You aren't getting it. That would mean I have to implement a different physical output jack on my panel for similar functions. One for high resistors, low resistors, high capacitors, low capacitors, etc.. That's a lot of input jacks on the board. the question is very simple: Can two pins share the same breadboard column or physical jack? Can one be turned "OFF" while the other is in use? That's all I need to know.
2021-12-08 8:14 pm
@jeffreyjene Here is a picture of an old style VOM. Notice the resistance ranges and a rotary switch.
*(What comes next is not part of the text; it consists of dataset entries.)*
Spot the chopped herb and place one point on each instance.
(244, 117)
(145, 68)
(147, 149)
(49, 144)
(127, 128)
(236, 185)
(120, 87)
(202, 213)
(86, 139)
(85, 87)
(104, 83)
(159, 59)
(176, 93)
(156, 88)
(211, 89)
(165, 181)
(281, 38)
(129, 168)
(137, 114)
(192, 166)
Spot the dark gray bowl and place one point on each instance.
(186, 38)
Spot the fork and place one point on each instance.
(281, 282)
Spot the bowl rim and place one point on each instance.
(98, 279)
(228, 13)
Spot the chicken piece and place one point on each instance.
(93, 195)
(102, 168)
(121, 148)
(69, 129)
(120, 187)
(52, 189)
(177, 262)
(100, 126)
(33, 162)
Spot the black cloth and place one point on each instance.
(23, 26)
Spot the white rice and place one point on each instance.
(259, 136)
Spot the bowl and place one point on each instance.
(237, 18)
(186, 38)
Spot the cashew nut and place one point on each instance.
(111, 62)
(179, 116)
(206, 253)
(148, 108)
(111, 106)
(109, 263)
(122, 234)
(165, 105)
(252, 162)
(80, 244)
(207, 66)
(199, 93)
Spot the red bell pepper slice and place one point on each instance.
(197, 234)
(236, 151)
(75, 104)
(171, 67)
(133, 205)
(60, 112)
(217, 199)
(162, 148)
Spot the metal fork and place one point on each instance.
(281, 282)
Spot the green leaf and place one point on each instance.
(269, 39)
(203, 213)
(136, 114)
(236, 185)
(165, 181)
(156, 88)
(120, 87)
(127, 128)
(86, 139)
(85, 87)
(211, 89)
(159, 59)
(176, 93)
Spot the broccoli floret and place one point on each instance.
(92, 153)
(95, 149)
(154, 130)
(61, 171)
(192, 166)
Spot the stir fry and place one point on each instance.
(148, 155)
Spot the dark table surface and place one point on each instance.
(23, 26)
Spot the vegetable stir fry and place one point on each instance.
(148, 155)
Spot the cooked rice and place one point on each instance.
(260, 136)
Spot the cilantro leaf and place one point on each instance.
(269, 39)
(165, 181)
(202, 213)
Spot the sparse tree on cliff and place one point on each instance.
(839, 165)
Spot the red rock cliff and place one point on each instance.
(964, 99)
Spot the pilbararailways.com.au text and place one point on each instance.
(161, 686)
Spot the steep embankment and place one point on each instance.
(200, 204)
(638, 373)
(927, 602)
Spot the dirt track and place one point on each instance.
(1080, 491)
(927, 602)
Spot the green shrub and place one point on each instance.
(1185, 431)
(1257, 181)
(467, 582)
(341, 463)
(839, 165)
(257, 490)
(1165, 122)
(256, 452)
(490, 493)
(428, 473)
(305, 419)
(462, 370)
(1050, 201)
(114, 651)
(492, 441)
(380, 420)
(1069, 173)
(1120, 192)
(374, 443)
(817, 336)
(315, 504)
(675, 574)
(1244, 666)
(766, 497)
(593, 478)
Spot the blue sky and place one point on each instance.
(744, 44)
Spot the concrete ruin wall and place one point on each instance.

YES that switch is attaching different parts to a common 'pin'. Today with modern devices my VOM has one setting called AUTO. It does not use the same circuitry at all.
Β What @will was referring to is 31.1 is nowhere close to 330.
First computer 1959. Retired from my own computer company 2004.
Hardware - Expert in 1401, and 360, fairly knowledge in PC plus numerous MPU's and MCU's
Major Languages - Machine language, 360 Macro Assembler, Intel Assembler, PL/I and PL1, Pascal, Basic, C plus numerous job control and scripting languages.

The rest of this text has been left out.